I don't like you. It's nothing personal, it's me.

I am not sure if I was born without the ability to like, or if it is something that my heart thought about and decided against it. This may make me sound standoffish, but it's not that at all.

I love....I don't know how to like. I love...with my entire being....


 I love my children,



 I love Scott,

 I love people in general.
 I love sunrises, sunsets and Sundays. I love shopping, spending time with friends, cooking and red wine.

 I love all things chocolate as long as it's milk chocolate. I love reading, writing and learning. I love starting new projects and never finishing them.

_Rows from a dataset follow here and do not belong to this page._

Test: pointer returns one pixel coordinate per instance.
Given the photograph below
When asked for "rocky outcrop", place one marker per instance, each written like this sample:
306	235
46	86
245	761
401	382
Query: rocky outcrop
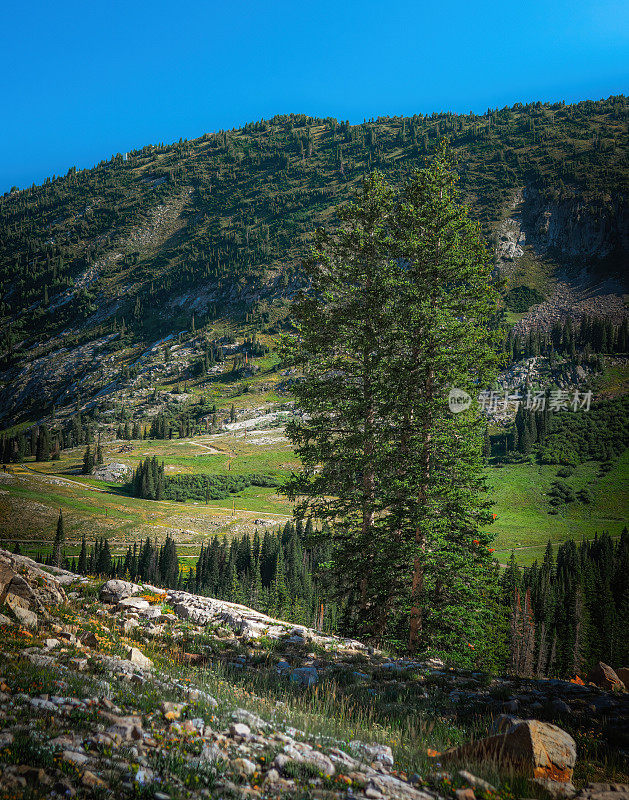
114	591
27	589
115	472
248	623
575	229
530	747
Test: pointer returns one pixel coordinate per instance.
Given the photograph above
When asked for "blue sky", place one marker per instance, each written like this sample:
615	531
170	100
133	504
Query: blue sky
82	81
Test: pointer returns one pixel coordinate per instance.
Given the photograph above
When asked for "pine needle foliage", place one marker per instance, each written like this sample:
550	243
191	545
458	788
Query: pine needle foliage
400	309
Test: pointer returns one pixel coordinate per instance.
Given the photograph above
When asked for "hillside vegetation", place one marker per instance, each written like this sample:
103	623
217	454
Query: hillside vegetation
193	224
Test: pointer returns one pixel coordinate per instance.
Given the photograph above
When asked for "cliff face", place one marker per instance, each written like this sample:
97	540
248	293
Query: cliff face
575	229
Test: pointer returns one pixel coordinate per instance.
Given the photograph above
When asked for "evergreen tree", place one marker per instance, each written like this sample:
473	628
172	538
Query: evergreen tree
82	565
399	311
58	542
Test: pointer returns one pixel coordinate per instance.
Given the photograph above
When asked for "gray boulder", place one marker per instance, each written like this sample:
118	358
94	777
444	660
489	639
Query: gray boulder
114	591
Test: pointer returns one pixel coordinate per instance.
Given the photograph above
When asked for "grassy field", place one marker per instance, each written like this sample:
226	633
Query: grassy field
523	522
31	496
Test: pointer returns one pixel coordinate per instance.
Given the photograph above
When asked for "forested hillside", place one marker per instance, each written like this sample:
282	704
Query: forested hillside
221	222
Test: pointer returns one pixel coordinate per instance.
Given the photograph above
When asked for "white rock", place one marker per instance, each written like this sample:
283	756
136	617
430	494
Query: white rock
137	657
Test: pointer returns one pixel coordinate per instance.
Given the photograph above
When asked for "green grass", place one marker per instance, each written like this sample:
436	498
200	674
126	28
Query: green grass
523	521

I love candles.
There isn't a lot of grey in my life (not even in my closet!!!) because it's all so black and white for me.

Which of course makes me a romantic... I believe in soul mates. I really do. I believe in happy endings and almost anything sentimental will make me tear up.

When bad things happen in the world I get a physical pain in my heart, an actual pain. And there are times when I just feel empty.

I don't see things the way most people see things. This can get confusing and frustrating, for me and for the person who is trying to deal with me. School was hell  not so fun. When asked questions I would write down my answer, totally believing that it was the right answer. It only took a few years for me to realize that my answers (if based on my own thoughts) were most likely never going to be correct, or remotely close to what my teachers were looking for.

So I stuck my head in the sand...a fine place to be. But as I get older I am learning to embrace who I really am. Seeing the world from a different view allows me to gain a different perspective. It is given me the experience to be able to teach my children how it's more than okay to be different.

Does anyone else feel like this? Are you grasping it and loving it? Pretty amazing isnt' it?

xx

7 comments:

Courtney J. said...

Yes! Be different. If you don't feel "different" then you're not being true to yourself. I think that's a great lesson to teach your children.

Johi said...

Wow- great post!!! I'm just like you, except I like DARK chocolate ;)Are you a Pisces, by chance?
I've always seen things differently from the rest of my family, but somehow I always knew that it was okay to be different. I embraced those differences, and almost went as far as to challenge people with them. lol! Ahhh, still learning over here.

The Knight Life said...

I totally understand where you are coming from! To me, relationships are very black and white. I love you or I don't. Period. I would love to have friends to just call up and say hey, lets go do this or that...but I don't have the patience to get past all of the 'small talk' it takes to just like someone enough to hang out. School was very lonely for me. I was too different and dedicated to my own path to become involved in the 'immature' things that my peers were involved in. It sucked. And really sucks now that I don't have those relationships to fall back on. I want my children to be able to be themselves too, but not to the point that they push people away (like I did...do).

Great honest post!

Unknown said...

we are all unique. dont be afraid to be different. stand out on what you believe.

Sassy said...

Great blog! thank you for visiting me. I am your newest follower'
Madison
all around autism

*M* said...

I love this post! Refreshingly honest.
Thanks for stopping by my blog. I'm your newest follower. :)

Natalie said...

I love this and I love you! I love love, too. I love loving things. I love loving everything. They say it makes me naive, but that's okay. The world needs more lovers like us, I say.